The good response now would be - aha! the fact that things are not equal is exactly the point! Well, yes, but in what way? Unequal in the sense that having had a head start the old money families will be tough to catch up with? That's true, but also not that relevant to a young black kid. Unequal in the sense that starting out poor puts you at a disadvantage? This one I would agree with, since it could affect the ability to have a stable enough life to get through school, go through college, etc. So I would definitely be happy to agree with an argument that poverty puts people at a disadvantage, and history of poverty for an ethnic group certain makes it hard for them to hit parity in the short term. In the long term, all things being equal, we would expect parity to be reached eventually, or at least asymptotically, assuming their performance is equal to that of a group that had a head start. But what I would like to know is whether a poor white kid has better chances than a poor black kid, all things being equal; and if so, what the impediments were to the black kid. I guess my hunch is that if poverty is such an impediment then a good test for whether the money alone is the issue would be a UBI test, and to see what effect that has. Take the baseline out of the equation by making sure having money for food and rent isn't an issue, then see how things go after that for the white and black kids.
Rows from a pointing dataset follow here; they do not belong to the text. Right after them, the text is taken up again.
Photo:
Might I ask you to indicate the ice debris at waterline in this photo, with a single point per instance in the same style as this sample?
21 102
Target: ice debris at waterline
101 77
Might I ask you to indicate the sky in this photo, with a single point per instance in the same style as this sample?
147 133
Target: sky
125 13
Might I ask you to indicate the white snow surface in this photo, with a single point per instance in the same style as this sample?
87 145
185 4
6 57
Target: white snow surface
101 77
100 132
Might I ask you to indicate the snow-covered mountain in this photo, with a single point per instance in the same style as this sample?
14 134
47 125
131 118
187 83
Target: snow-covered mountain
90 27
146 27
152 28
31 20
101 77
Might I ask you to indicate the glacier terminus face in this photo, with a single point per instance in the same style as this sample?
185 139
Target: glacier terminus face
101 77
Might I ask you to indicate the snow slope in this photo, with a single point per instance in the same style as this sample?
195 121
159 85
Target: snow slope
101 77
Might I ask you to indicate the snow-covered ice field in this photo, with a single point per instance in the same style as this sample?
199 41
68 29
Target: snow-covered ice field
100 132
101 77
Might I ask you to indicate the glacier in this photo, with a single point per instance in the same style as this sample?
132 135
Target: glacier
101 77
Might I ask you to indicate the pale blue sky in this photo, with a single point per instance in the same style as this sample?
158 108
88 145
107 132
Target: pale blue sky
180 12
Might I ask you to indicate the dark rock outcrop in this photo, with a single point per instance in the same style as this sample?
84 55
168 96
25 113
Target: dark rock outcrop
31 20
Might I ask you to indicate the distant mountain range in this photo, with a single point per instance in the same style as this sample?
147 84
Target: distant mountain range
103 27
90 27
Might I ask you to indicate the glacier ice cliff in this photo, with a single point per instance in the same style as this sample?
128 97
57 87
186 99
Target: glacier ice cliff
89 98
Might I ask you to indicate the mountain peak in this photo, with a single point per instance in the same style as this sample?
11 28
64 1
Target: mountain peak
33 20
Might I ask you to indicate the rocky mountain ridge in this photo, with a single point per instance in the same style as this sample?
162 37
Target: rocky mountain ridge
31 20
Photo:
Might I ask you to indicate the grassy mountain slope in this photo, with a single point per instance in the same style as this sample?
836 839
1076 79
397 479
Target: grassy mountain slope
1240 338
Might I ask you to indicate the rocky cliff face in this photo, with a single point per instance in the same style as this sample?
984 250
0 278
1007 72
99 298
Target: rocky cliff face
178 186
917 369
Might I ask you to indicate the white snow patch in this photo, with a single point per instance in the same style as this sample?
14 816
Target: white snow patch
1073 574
The problem is right now we have a lot of anecdotal evidence and IMO not much solid basis for knowing what our conclusions should be. Far be it for me to say there is no racism in America, that would be silly. But too quickly people will use stat-fu to make some short circuit analysis and clamor for legal remedy, whereas in reality we know practically zero about economics to my satisfaction, and even less than that about psychology in any hard sense. 'Experts' claim all sorts of overblown stuff that they "know" but I think it's mostly smoke to justify a paycheck. The ability to reasonably calculate why one person has one result in life and why another has another is probably far beyond us, maybe
hundreds of years away. Data is nice, but can be misleading. In fact it might not even be data in the sense of observations as physics means it.
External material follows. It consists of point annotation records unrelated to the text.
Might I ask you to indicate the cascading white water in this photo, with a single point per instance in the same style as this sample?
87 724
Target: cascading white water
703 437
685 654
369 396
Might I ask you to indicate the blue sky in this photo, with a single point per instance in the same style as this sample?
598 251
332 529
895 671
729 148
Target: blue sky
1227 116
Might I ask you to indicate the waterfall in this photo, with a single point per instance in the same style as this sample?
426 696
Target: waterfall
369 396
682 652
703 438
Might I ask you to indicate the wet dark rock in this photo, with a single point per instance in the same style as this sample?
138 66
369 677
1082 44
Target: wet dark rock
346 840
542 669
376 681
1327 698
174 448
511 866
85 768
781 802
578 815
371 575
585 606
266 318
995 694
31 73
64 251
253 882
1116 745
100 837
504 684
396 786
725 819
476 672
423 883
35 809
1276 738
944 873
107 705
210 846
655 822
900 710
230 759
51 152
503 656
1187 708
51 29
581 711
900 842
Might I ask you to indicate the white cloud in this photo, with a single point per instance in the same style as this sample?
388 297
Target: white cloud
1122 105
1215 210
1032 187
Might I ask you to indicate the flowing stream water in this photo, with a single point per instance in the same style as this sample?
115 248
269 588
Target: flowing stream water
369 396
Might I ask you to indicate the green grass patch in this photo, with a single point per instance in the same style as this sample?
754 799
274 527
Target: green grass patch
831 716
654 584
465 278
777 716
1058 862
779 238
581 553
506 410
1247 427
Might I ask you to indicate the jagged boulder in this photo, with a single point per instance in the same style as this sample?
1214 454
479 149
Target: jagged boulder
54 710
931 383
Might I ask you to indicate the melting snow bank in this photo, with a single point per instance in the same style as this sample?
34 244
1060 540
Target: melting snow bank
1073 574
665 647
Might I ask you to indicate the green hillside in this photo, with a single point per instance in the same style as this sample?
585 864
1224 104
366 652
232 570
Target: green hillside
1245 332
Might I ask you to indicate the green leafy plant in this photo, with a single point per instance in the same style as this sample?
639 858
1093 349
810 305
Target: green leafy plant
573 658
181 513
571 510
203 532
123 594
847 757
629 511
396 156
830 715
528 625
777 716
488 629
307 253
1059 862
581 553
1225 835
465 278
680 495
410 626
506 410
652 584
I know, I know, 'color-blind strategies don't work', I guess. I mean, if you're able to find stats to show that the lot of black families hasn't improved since practically Jim Crow then I don't know what to tell you, other than it sounds like voodoo hocus pocus to me. Go look with your own eyes at the state of black people in business, government, science, professions, and you'll really tell me it's just like it was in 1960? That sounds actually crazy to me. Maybe Jeff Bezos and the Waltons are throwing the numbers off, who knows. I mean, it's also possible that certain conditions are creating a huge amount of debt and negative net worth, which is a whole other topic that tbh I haven't studied, but it's only one of many possibilities for how a grand number can come to what it is. Maybe having huge debt means you went to college, which kills your net worth but also increases 'how you're doing in life'; maybe many black people are buried under student debt and this is affect the figures. And hey, if so I'd be on board to criticize the student debt situation. The complexity of it all is staggering, though.